The process of bone mineralization and resorption is complex and is affected by numerous factors, including diet. Although some dietary factors involved in bone health, such as calcium and vitamin D, are typically associated with dairy products, plant-based sources of these nutrients also supply other key nutrients involved in bone maintenance.
Healthy Diet for Bone Health
Whilst considerable efforts have been undertaken to work out which individual nutrients are needed for bone health it is important to remember that healthy bones cannot be made without a healthy, balanced and varied diet. Research into the effects of different dietary models on bone health concludes that a healthy diet, such as the Mediterranean diet, is associated with a lower risk for hip fractures and maintaining bone health in postmenopausal women (4,5).
For more information on how to maintain healthy bones see blogposts on Osteoporosis and Nutrients to Support Bone Health. For a delicious bone building superfood salad recipe see Quinoa Salad with Tahini Dressing.
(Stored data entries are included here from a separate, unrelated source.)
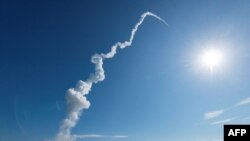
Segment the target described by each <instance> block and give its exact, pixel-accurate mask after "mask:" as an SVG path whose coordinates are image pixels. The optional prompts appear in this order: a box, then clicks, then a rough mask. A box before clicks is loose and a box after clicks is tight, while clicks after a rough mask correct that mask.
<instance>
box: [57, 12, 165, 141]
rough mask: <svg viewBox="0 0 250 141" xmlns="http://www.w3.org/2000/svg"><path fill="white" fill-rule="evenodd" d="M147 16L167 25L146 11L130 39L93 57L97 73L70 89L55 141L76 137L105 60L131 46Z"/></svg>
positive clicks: (161, 20) (81, 80) (102, 71)
mask: <svg viewBox="0 0 250 141" xmlns="http://www.w3.org/2000/svg"><path fill="white" fill-rule="evenodd" d="M147 16H152V17H154V18H156V19H158V20H160V21H161V22H163V23H164V24H166V25H167V23H166V21H165V20H163V19H162V18H160V17H159V16H157V15H155V14H153V13H151V12H145V13H143V14H142V15H141V18H140V20H139V21H138V22H137V23H136V25H135V27H134V28H133V29H132V31H131V35H130V38H129V41H124V42H123V43H121V42H117V43H115V44H114V45H113V46H112V47H111V50H110V52H108V53H106V54H103V53H101V54H94V55H93V56H92V57H91V62H92V63H93V64H95V73H93V74H90V76H89V78H88V79H87V80H86V81H82V80H80V81H78V83H77V84H76V86H75V88H70V89H68V91H67V93H66V96H65V97H66V100H67V106H68V112H67V117H66V119H64V120H63V122H62V123H61V125H60V129H59V132H58V134H57V136H56V138H55V141H73V140H75V138H74V137H73V136H72V135H71V129H72V128H73V127H74V126H75V125H76V124H77V122H78V120H79V117H80V115H81V113H82V111H83V110H84V109H88V108H89V106H90V102H89V101H88V100H87V97H86V95H87V94H89V92H90V90H91V87H92V85H93V83H98V82H100V81H103V80H104V79H105V74H104V69H103V60H104V59H109V58H113V57H114V56H115V54H116V50H117V48H121V49H123V48H126V47H129V46H131V44H132V43H133V40H134V36H135V34H136V31H137V30H138V28H139V26H140V25H141V24H142V23H143V21H144V19H145V18H146V17H147Z"/></svg>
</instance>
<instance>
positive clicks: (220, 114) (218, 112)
mask: <svg viewBox="0 0 250 141" xmlns="http://www.w3.org/2000/svg"><path fill="white" fill-rule="evenodd" d="M222 113H224V110H216V111H212V112H207V113H205V114H204V119H212V118H215V117H218V116H220V115H221V114H222Z"/></svg>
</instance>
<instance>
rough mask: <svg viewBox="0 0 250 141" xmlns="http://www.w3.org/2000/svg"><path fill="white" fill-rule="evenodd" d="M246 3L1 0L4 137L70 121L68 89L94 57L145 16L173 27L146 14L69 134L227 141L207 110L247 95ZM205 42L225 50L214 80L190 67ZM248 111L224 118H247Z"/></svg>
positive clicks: (115, 60) (247, 33) (27, 134)
mask: <svg viewBox="0 0 250 141" xmlns="http://www.w3.org/2000/svg"><path fill="white" fill-rule="evenodd" d="M249 7H250V2H249V1H247V0H241V1H235V0H213V1H205V0H202V1H200V0H194V1H191V0H189V1H186V0H183V1H175V0H165V1H155V0H146V1H144V0H143V1H142V0H141V1H140V0H138V1H132V0H131V1H128V0H119V1H117V0H114V1H93V0H74V1H72V0H71V1H65V0H55V1H51V0H43V1H28V0H23V1H20V0H18V1H12V0H1V1H0V18H1V19H0V38H1V40H0V141H43V140H44V139H46V138H53V137H54V136H55V135H56V133H57V131H58V128H59V124H60V122H61V120H62V119H63V118H64V117H65V113H66V104H65V99H64V94H65V91H66V90H67V89H68V88H70V87H74V85H75V84H76V82H77V81H78V80H80V79H82V80H85V79H86V78H87V77H88V76H89V74H90V73H91V72H93V71H94V65H93V64H91V63H90V57H91V56H92V55H93V54H94V53H101V52H108V51H109V50H110V46H111V45H113V44H114V43H116V42H117V41H125V40H128V38H129V36H130V31H131V29H132V28H133V26H134V25H135V23H136V22H137V21H138V19H139V18H140V15H141V14H142V13H143V12H145V11H151V12H153V13H155V14H157V15H159V16H160V17H162V18H163V19H165V20H166V21H167V22H168V24H169V26H168V27H166V26H164V24H162V23H161V22H159V21H157V20H156V19H154V18H151V17H150V18H147V19H146V20H145V22H144V23H143V25H142V26H141V27H140V29H139V30H138V32H137V35H136V37H135V40H134V43H133V45H132V46H131V47H129V48H126V49H124V50H119V51H118V54H117V56H115V58H114V59H111V60H107V61H105V64H104V68H105V72H106V79H105V81H103V82H101V83H98V84H97V85H94V86H93V89H92V91H91V92H90V95H89V96H88V98H89V100H90V102H91V107H90V109H88V110H87V111H85V112H84V113H83V115H82V118H81V120H80V122H79V124H78V125H77V127H76V128H74V129H73V133H74V134H93V133H95V134H104V135H126V136H129V138H125V139H115V140H122V141H155V140H157V141H163V140H164V141H166V140H171V141H179V140H185V141H191V140H192V141H196V140H197V141H201V140H202V139H204V140H210V141H215V140H216V139H218V138H222V133H221V130H222V125H210V123H209V122H208V121H204V119H203V114H204V113H206V112H209V111H213V110H216V109H222V108H226V107H230V106H231V105H233V104H234V103H236V102H238V101H240V100H242V99H244V98H246V97H249V90H250V86H249V85H250V83H249V76H250V73H249V72H250V65H249V59H250V58H249V57H250V56H249V53H250V48H249V45H250V44H249V33H250V27H249V25H250V18H249V13H250V9H249ZM209 44H213V45H218V47H217V48H219V49H222V50H225V53H227V54H228V58H226V59H227V65H226V66H225V67H222V68H221V69H220V70H219V71H218V72H216V73H215V74H214V75H213V76H210V75H211V74H209V73H208V72H206V70H204V69H199V68H197V66H196V65H194V64H195V61H194V60H195V59H194V58H195V57H194V56H196V55H197V54H200V52H202V49H204V48H206V46H208V45H209ZM220 45H223V46H220ZM246 111H249V106H248V107H247V106H245V107H243V108H242V109H241V108H240V109H236V110H233V111H231V112H228V113H225V115H223V116H225V117H221V118H222V119H223V118H224V119H225V118H229V117H235V115H236V116H237V117H239V120H236V121H235V122H236V123H237V122H241V121H240V118H241V117H242V118H244V117H247V116H250V115H249V114H248V113H247V112H246ZM218 120H219V119H218ZM245 122H248V123H249V122H250V121H245ZM88 140H89V139H88ZM90 140H98V141H99V140H100V141H102V140H103V141H105V140H108V139H90Z"/></svg>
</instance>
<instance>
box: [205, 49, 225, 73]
mask: <svg viewBox="0 0 250 141" xmlns="http://www.w3.org/2000/svg"><path fill="white" fill-rule="evenodd" d="M221 61H222V54H221V52H220V51H218V50H214V49H211V50H207V51H205V52H204V53H203V55H202V64H203V65H204V66H206V67H208V68H209V69H210V71H213V70H214V68H215V67H218V66H219V65H220V64H221Z"/></svg>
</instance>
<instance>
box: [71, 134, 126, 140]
mask: <svg viewBox="0 0 250 141" xmlns="http://www.w3.org/2000/svg"><path fill="white" fill-rule="evenodd" d="M73 138H74V139H85V138H117V139H118V138H128V136H124V135H114V136H105V135H99V134H85V135H73Z"/></svg>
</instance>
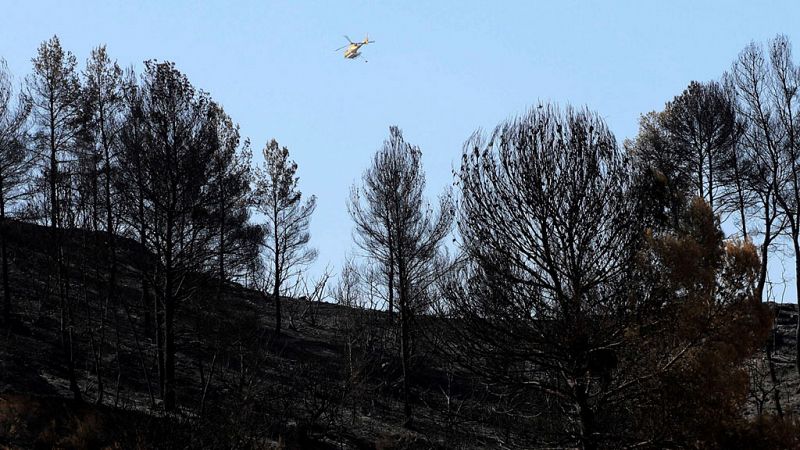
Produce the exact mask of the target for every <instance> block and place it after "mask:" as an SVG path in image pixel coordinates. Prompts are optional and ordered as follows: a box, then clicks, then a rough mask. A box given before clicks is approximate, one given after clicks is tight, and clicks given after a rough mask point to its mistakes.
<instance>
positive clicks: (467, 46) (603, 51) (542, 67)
mask: <svg viewBox="0 0 800 450" xmlns="http://www.w3.org/2000/svg"><path fill="white" fill-rule="evenodd" d="M9 3H11V4H6V5H4V6H3V9H2V12H3V14H2V26H0V57H3V58H5V59H6V60H7V61H8V64H9V66H10V68H11V70H12V71H13V73H14V75H15V76H16V77H17V79H18V80H21V79H22V77H23V76H24V75H26V74H27V73H28V72H30V59H31V58H32V57H33V56H34V54H35V52H36V48H37V46H38V45H39V43H40V42H41V41H43V40H45V39H47V38H49V37H50V36H52V35H53V34H57V35H58V36H59V37H60V39H61V41H62V45H64V47H65V48H67V49H69V50H71V51H72V52H73V53H75V54H76V55H77V56H78V58H79V61H81V62H83V61H84V60H85V59H86V57H87V56H88V54H89V51H90V50H91V48H92V47H94V46H96V45H98V44H106V45H107V46H108V50H109V52H110V54H111V55H112V57H114V58H116V59H117V60H118V61H119V62H120V63H121V64H122V65H125V66H127V65H130V64H134V65H135V66H136V67H138V68H141V62H142V61H143V60H146V59H159V60H171V61H174V62H175V63H176V64H177V67H178V68H179V69H180V70H181V71H183V72H184V73H186V74H187V75H188V76H189V79H190V80H191V81H192V82H193V83H194V84H195V85H196V86H197V87H200V88H202V89H204V90H206V91H209V92H210V93H211V94H212V96H213V97H214V99H216V100H217V101H219V102H220V103H222V104H223V106H224V107H225V109H226V110H227V112H228V113H229V114H230V115H231V116H232V117H233V119H234V120H235V121H237V122H238V123H239V124H240V125H241V130H242V134H243V135H244V136H248V137H250V139H251V140H252V142H253V148H254V151H255V153H256V154H258V153H259V151H260V149H261V148H262V147H263V145H264V144H265V143H266V142H267V141H268V140H269V139H271V138H275V139H277V140H278V142H280V143H281V144H282V145H286V146H288V147H289V150H290V154H291V155H292V157H293V158H294V159H295V160H296V161H297V163H298V164H299V175H300V178H301V187H302V190H303V191H304V192H306V193H308V194H315V195H317V197H318V208H317V212H316V215H315V217H314V219H313V222H312V242H313V244H314V245H315V246H316V247H317V248H318V249H319V250H320V259H319V263H318V264H317V266H315V268H314V271H315V272H316V271H319V270H320V267H321V266H324V265H325V264H326V263H331V264H332V265H334V266H336V267H338V266H339V265H340V264H341V262H342V260H343V258H344V256H345V253H346V252H348V251H350V250H351V249H352V248H353V245H352V239H351V229H352V226H351V221H350V219H349V217H348V215H347V211H346V208H345V202H346V199H347V196H348V191H349V188H350V186H351V185H352V184H353V182H355V181H357V180H358V179H359V177H360V175H361V173H362V171H363V170H364V169H365V168H366V166H367V165H368V163H369V160H370V157H371V155H372V154H373V152H374V151H375V150H376V149H377V148H378V147H379V146H380V145H381V143H382V141H383V139H384V138H385V137H387V136H388V127H389V126H390V125H398V126H400V127H401V128H402V129H403V131H404V135H405V137H406V140H407V141H409V142H412V143H415V144H417V145H419V146H420V147H421V148H422V151H423V162H424V165H425V169H426V171H427V175H428V184H429V192H430V197H431V198H433V197H435V195H436V194H437V193H438V192H440V191H441V189H442V188H444V187H445V186H447V185H449V184H451V183H452V175H451V173H452V169H453V167H454V164H456V163H457V161H458V158H459V156H460V152H461V146H462V144H463V142H464V141H465V140H466V139H467V137H468V136H469V135H470V134H471V133H472V132H473V131H474V130H475V129H477V128H484V129H491V128H493V127H494V126H495V125H496V124H497V123H498V122H499V121H501V120H503V119H506V118H508V117H510V116H512V115H515V114H518V113H521V112H523V111H524V110H525V109H526V108H527V107H529V106H530V105H532V104H535V103H537V102H538V101H540V100H542V101H554V102H558V103H561V104H564V103H571V104H574V105H579V106H582V105H587V106H588V107H590V108H591V109H594V110H596V111H598V112H599V113H600V114H601V115H602V116H603V117H605V119H606V120H607V122H608V124H609V125H610V127H611V129H612V130H613V131H614V132H615V133H616V135H617V138H618V139H619V141H620V142H622V140H624V139H625V138H627V137H633V136H634V135H635V134H636V131H637V126H638V125H637V124H638V118H639V115H640V114H642V113H645V112H647V111H651V110H654V109H661V108H662V107H663V105H664V102H666V101H667V100H669V99H671V98H672V97H673V96H675V95H677V94H679V93H680V92H681V91H682V90H683V88H685V87H686V85H687V84H688V83H689V81H691V80H701V81H705V80H710V79H715V78H718V77H719V76H720V75H721V74H722V72H723V71H725V70H727V69H728V68H729V67H730V64H731V63H732V61H733V60H734V58H735V57H736V55H737V54H738V53H739V52H740V51H741V50H742V48H743V47H744V46H745V45H746V44H747V43H749V42H750V41H756V42H765V41H766V40H768V39H770V38H772V37H774V36H775V35H776V34H777V33H783V34H787V35H788V36H789V38H790V40H791V41H792V42H793V43H794V44H795V46H796V54H797V52H798V51H800V29H799V28H798V24H799V23H800V22H799V20H800V2H796V1H788V0H787V1H772V2H754V1H704V2H698V1H670V2H665V1H659V2H657V1H641V0H640V1H614V2H611V1H607V2H599V1H551V2H538V1H517V2H511V1H506V2H503V1H498V2H487V1H482V2H479V1H430V2H429V1H409V0H407V1H382V2H377V1H375V2H368V1H363V2H354V1H344V0H341V1H304V2H300V1H297V2H289V1H188V0H186V1H178V0H169V1H150V0H145V1H132V0H127V1H115V0H106V1H71V2H65V1H38V2H36V1H24V2H22V1H20V2H9ZM366 33H369V35H370V38H371V39H374V40H375V41H376V42H375V44H374V45H371V46H369V47H365V49H364V54H365V56H366V57H367V60H368V61H369V62H368V63H365V62H364V61H359V60H355V61H348V60H344V59H343V58H342V56H341V53H335V52H334V51H333V49H335V48H337V47H339V46H341V45H343V44H344V43H346V41H345V40H344V38H343V37H342V35H343V34H347V35H349V36H350V37H351V38H352V39H354V40H355V39H361V38H363V37H364V35H365V34H366ZM795 59H797V57H795ZM789 272H791V271H789ZM773 273H774V274H775V275H777V274H779V271H777V270H773ZM787 299H794V291H793V290H791V292H789V293H787Z"/></svg>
1. 2015 May 11;7(5):3416-26. Comparison of correlates of bone mineral density in individuals adhering to lacto-ovo, vegan, or omnivore diets: a cross-sectional investigation. Knurick J R et al.
2. Curr Opin Endocrinol Diabetes Obes. 2020 Aug;27(4):248-252. Plant-based diets and bone health: sorting through the evidence. Hsu E.
3. Asia Pac J Clin Nutr. 2019;28(2):383-388. Young adult vegetarians in Shanghai have comparable bone health to omnivores despite lower serum 25(OH) vitamin D in vegans: a cross-sectional study. Xie L et al.
4. JAMA Intern Med. 2016 May 1;176(5):645-52. Dietary Patterns and Fractures in Postmenopausal Women: Results From the Women’s Health Initiative. Haring B et al.
5. Eur J Epidemiol. 2017 Jul;32(7):605-616. Long-term a posteriori dietary patterns and risk of hip fractures in a cohort of women. Warensjo E et al.